Ignacio Anaya

Sep 13, 2011
Outside Magazine

   Photo: David Hanson

Ignacio Anaya

Ignacio Anaya, 43
Lives in: Tijuana, Mexico
Profession: Lawyer and professor   
Favorite part of your work: Helping the kids
Least favorite: When the women cry in the trials
What do you like to do in your free time: Mountain climbing, biking, swimming, running, Ironman, watching movies
If you could travel anywhere: The truth—the U.S. It’s safe, there’re no problems, no police. I’ve driven to Nevada, Texas, Colorado, California. No problems. Favorite place is Utah.
If you could write a book: I am writing a book about climbing Everest last year.
The last meal you ate: Ramen soup with dry meat and a little pretzel and tuna. And coffee.
Are you religious: Yes, Catholic. I believe in God.
Any regrets: No
Trick of the trade: I like to see the world from the top, from the summit. And I like to go down. For gear: my boots because I lost some toes on Everest.

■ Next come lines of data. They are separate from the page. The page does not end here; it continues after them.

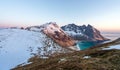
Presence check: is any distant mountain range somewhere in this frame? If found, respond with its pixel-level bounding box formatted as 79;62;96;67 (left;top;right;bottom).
61;24;108;41
0;22;107;70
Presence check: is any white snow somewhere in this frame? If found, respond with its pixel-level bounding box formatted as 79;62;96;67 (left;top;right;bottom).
103;45;120;50
65;31;83;36
0;29;66;70
83;56;91;59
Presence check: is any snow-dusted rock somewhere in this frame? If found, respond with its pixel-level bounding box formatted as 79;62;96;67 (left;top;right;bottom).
61;24;108;41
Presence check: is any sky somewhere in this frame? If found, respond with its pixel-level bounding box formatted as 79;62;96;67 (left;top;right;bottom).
0;0;120;31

Ignacio wore his giant red down suit all over 14 Camp. He was easy to spot. Ignacio also had a smile on his face at all times.

On our way down from a day hike to 17 Camp, we passed Ignacio and his partner, Juan, on their way up the fixed lines to 17 Camp along with Brian, from Marty’s crew. Two days after our encounter, the three men reached the summit. It took them 18 hours, 38 minutes, and 29 seconds to get up and back down to 17 Camp. I spoke to Juan from Tijuana three weeks later, and he still had the time saved on his watch. That is a long period to get up and down on a clear day. Juan said they were using a 30-meter rope and setting handrails all the way up and down Denali Pass.

Juan is a doctor in Tijuana. He was alarmed when, after a calm, cold (minus 35) summit at 1 a.m., Brian started vomiting on the descent. A vomit the color of dark chocolate. This indicated digestive-tract hemorrhaging to Juan. Brian was supposed to have had the radio, but he wasn’t carrying it, so they weren't able to call the Park Service. They continued descending, and Juan remembers Brian being sick at least three more times and slipping repeatedly on the way down from Denali Pass.

Once down at 17 Camp, at 9 a.m., the three deliriously tired men went their separate ways—Ignacio to his tent to check his feet, Juan to speak with a friend, and Brian to rest in some fellow climbers’ tent where there was space for him to lay down. Juan had suggested to Brian that he seek medical advice from the ranger, Tucker, considering his sickness up high, but Brian failed to mention it. Juan had no medical instruments of his own, so he couldn’t provide any care. Plus, he was wrecked from 18 hours moving at high elevation.

The next thing Juan and Ignacio knew, Brian was dead. Tucker, whose patrol had been administering CPR on the unconscious Brian, told the two men.

Juan and Ignacio have photos of the two of them and Brian on the summit and videos of them going up and down, stopping to eat, even singing. They had breakfast with one of Brian’s sons in Talkeetna when they made it down, and they’ve given the family a DVD of images. Soon, Juan said, they’ll send the son a knotted piece of the summit rope.